Yesterday the president proposed yet another stimulus — $50B in public works spending. Sound familiar? On one level, it seems simply absurd. Republicans lambasted the plan. Minority Whip Eric Cantor released a statement comparing this to “blindly throwing darts at the board.” But opposition may well be bipartisan: “Many congressional Democrats are also likely to be reluctant to boost expenditures and increase federal deficits just weeks before elections that will determine control of the Congress.” Not even the New York Times is impressed with Obama’s idea for an “infrastructure” bank:
But the notion of a government-run bank — indeed, a government-run anything — is bound to prove contentious during an election year in which voters are already furious over bank bailouts and over what many perceive as Mr. Obama pursuing a big government agenda. Even before the announcement Monday, some Republicans were expressing caution.
The assertion that a $50B program, after multiple stimulus plans, will improve our economic fortunes will strike some as nearly comic. As the Wall Street Journal editors observe, “never before has government spent so much and intervened so directly in credit allocation to spur growth, yet the results have been mediocre at best. In return for adding nearly $3 trillion in federal debt in two years, we still have 14.9 million unemployed.” The editors offer this explanation:
The Administration rejected marginal-rate tax cuts that worked in the 1960s and 1980s because they would have helped the rich, in favor of a Keynesian spending binge that has stimulated little except government. More broadly, Democrats purposely used the recession as a political opening to redistribute income, reverse the free-market reforms of the Reagan era, and put government at the commanding heights of economic decision-making.

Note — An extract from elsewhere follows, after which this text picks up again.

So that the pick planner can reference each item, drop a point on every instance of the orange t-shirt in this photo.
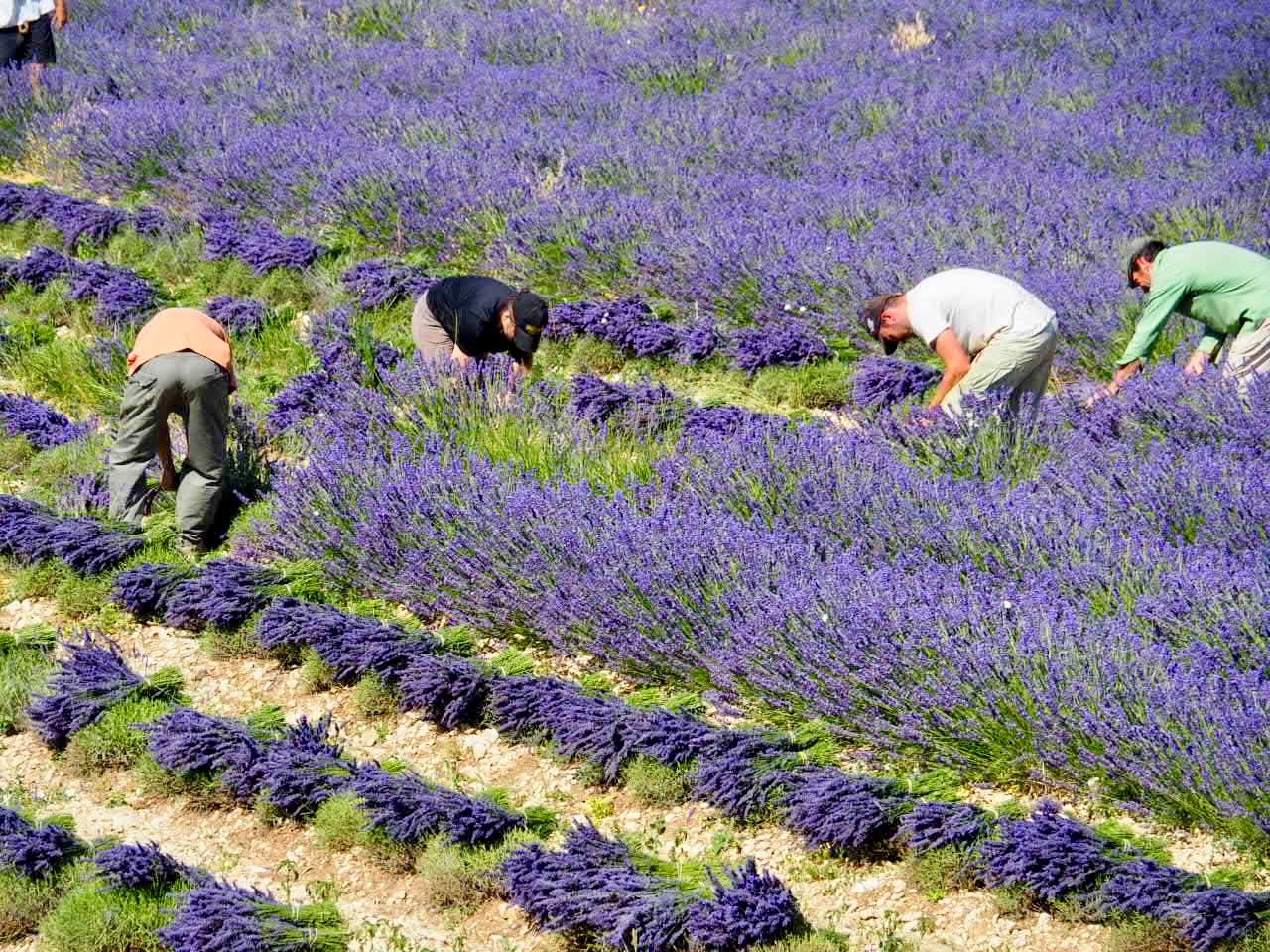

Mr. Obama and the Democratic Congress have succeeded in doing all of this despite the growing opposition of the American people, who are now enduring the results. The only path back to robust growth and prosperity is to stop this agenda dead in its tracks, and then by stages to reverse it.
Or more succinctly: Refudiate Obamanomics!
And to top it off, Obama showed his peevish side one more time, claiming that his critics “talk about me like a dog.” No, they talk about him like he is an increasingly desperate and out of touch liberal pol whose main obsession remains his own image.